On accommode ceux qui ont des croyances religieuses et il y a une obligation sociale de respecter leurs croyances, mais la même chose ne s'applique pas à ceux qui croient à l'astrologie ou aux prédictions des voyantes, ni aux platistes, ni aux anti-vaxx. Pourquoi est-ce qu'on aurait un devoir de reconnaissance spécial pour des croyances irrationnelles simplement parce qu'elles ont le titre de religion? 


Réponse fréquente de ceux qui défendent le statut spécial des religions (souvent en niant que c'est de ça qu'il s'agit : un statut spécial) : on n'accommode pas ceux qui croient à l'astrologie ni les platistes parce qu'ils ne demandent pas d'accommodements.


Permettez-moi de douter que le fait que ces gens ne demandent pas d'accommodement alors que les religieux, si, soit sans lien avec l'obligation sociale, et même légale qu'on nous impose de respecter les religions. 


On peut sans problème dire que l'astrologie et l'hypothèse de la terre plate sont des croyances irrationnelles, et même leur attribuer des qualificatifs nettement moins polis, sans se faire accuser de discrimination. Les pseudo-sciences et les théories du complot ne sont pas incluses dans les chartes comme motifs de discrimination alors que les religions, si. On protège certaines croyances irrationnelles, mais pas toutes (oui oui, je suis en train d'affirmer sans gêne que les religions sont des croyances irrationnelles). Sans doute un platiste ou un anti-vaxx peut-il, comme tout le monde, se prévaloir de la liberté de conscience, mais seuls ceux qui adhèrent à une religion ont une catégorie prévue juste pour eux dans les chartes.


Sachant qu'à la fois les moeurs et la loi imposent le respect des religions, les croyants les plus zélés sont encouragés à demander des accommodements. On voit mal ce qui pourrait encourager quelqu'un qui croit à l'astrologie à faire de même.


Bref, il est pour le moins douteux de prendre comme critère, pour savoir si quelqu'un a vraiment besoin plus que les autres d'un traitement spécial, le fait qu'il le demande. Ceux qui demandent des traitements spéciaux n'en ont pas toujours besoin plus que les autres. Ce sont souvent plutôt ceux qui s'attendent à ce que la communauté s'ajuste à eux plutôt que d'avoir tendance à s'ajuster à la communauté.

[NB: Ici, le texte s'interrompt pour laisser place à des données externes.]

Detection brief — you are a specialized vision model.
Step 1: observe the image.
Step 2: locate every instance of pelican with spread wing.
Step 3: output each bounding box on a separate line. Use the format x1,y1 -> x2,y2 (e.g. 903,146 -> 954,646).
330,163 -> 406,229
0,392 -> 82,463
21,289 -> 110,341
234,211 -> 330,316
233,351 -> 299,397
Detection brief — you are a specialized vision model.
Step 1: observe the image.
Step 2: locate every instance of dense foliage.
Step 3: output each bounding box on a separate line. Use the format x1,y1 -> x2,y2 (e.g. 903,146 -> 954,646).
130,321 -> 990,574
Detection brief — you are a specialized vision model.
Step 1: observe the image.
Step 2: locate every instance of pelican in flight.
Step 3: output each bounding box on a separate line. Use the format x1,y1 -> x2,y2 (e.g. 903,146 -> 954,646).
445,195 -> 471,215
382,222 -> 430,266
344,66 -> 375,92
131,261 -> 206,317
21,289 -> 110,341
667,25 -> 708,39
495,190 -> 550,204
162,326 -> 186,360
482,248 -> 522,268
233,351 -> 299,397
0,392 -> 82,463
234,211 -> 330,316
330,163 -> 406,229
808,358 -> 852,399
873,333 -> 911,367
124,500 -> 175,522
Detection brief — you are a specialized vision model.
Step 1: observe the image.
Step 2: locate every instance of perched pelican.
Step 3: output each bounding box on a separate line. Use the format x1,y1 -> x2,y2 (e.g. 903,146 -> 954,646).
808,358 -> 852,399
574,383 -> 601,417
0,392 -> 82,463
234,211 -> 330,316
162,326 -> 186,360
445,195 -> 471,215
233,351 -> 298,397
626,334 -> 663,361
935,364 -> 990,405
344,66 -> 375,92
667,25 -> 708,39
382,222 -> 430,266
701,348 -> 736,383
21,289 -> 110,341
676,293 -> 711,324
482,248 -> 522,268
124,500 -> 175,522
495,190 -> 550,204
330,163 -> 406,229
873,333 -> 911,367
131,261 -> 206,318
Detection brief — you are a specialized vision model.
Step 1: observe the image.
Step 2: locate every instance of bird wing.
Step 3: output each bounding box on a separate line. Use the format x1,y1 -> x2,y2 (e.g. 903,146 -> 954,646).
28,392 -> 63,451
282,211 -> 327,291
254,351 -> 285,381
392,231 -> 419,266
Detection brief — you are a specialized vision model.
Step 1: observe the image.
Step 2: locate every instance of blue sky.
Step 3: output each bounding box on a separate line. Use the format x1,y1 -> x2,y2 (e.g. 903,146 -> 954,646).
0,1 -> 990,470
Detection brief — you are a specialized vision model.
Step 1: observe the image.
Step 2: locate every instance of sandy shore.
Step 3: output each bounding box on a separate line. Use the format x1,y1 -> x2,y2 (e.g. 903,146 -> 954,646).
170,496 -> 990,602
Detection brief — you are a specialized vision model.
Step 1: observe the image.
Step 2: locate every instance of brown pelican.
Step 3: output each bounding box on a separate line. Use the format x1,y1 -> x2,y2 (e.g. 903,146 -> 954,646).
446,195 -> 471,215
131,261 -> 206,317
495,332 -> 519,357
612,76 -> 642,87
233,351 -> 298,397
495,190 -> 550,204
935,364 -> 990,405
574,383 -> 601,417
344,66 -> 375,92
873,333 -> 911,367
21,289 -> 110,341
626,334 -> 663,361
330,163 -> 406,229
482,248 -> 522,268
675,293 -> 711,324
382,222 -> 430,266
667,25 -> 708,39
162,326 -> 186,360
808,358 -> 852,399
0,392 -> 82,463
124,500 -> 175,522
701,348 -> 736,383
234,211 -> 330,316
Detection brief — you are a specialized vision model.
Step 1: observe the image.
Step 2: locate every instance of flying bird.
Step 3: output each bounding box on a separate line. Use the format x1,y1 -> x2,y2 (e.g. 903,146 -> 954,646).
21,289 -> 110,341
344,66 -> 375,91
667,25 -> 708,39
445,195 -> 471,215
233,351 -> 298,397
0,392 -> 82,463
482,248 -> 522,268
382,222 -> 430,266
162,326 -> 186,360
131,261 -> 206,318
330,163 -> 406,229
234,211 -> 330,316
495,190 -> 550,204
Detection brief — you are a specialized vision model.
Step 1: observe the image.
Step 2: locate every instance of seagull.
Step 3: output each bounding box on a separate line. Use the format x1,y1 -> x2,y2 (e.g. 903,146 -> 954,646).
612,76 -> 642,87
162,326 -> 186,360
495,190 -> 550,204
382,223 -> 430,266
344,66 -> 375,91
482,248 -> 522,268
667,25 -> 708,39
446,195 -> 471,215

Pour éviter les inégalités induites par ce genre de différence entre les individus (disons entre les "effrontés" et les "responsables", même si c'est trop simple pour épuiser toute la réalité), eh bien il faut que des règles soient établies. Des règles CLAIRES. 


J'entends d'ici ceux qui me répondent : "Mais il Y A des règles pour déterminer si une demande d'accommodement raisonnable pour motif religieux est raisonnable." Oui, il y en a, mais elles sont inadéquates. Et j'ai donné la raison principale dans ce texte : contrairement au handicap et à la maladie, motifs pour lesquels on peut et doit apporter des preuves objectives de sa situation et de la discrimination involontaire dont on fait l'objet, en ce qui concerne la religion, on laisse ça à la subjectivité du demandeur, puisque c'est à lui de juger s'il est défavorisé relativement à ce qu'IL conçoit comme ses obligations religieuses. 


Ainsi, plus un croyant est exigeant en lien avec sa religion, plus il est protégé? Récompenser légalement le zèle religieux, c'est censé être progressiste? 

Notez qu'il ne s'agit pas de remettre en doute systématiquement la sincérité de ceux qui demandent des accommodements religieux, pas plus que je ne remets systématiquement en doute la sincérité des élèves qui croient que leur situation à eux est particulière et mérite vraiment un traitement spécial. Non, il s'agit de remettre en doute le fait que quelqu'un se juge personnellement défavorisé comme critère pour conclure qu'il l'est réellement et qu'on lui doit réparation.


Encore une fois, cela crée des inégalités. Et il n'y a pas que la liberté de religion qui compte ; l'égalité aussi, ça compte.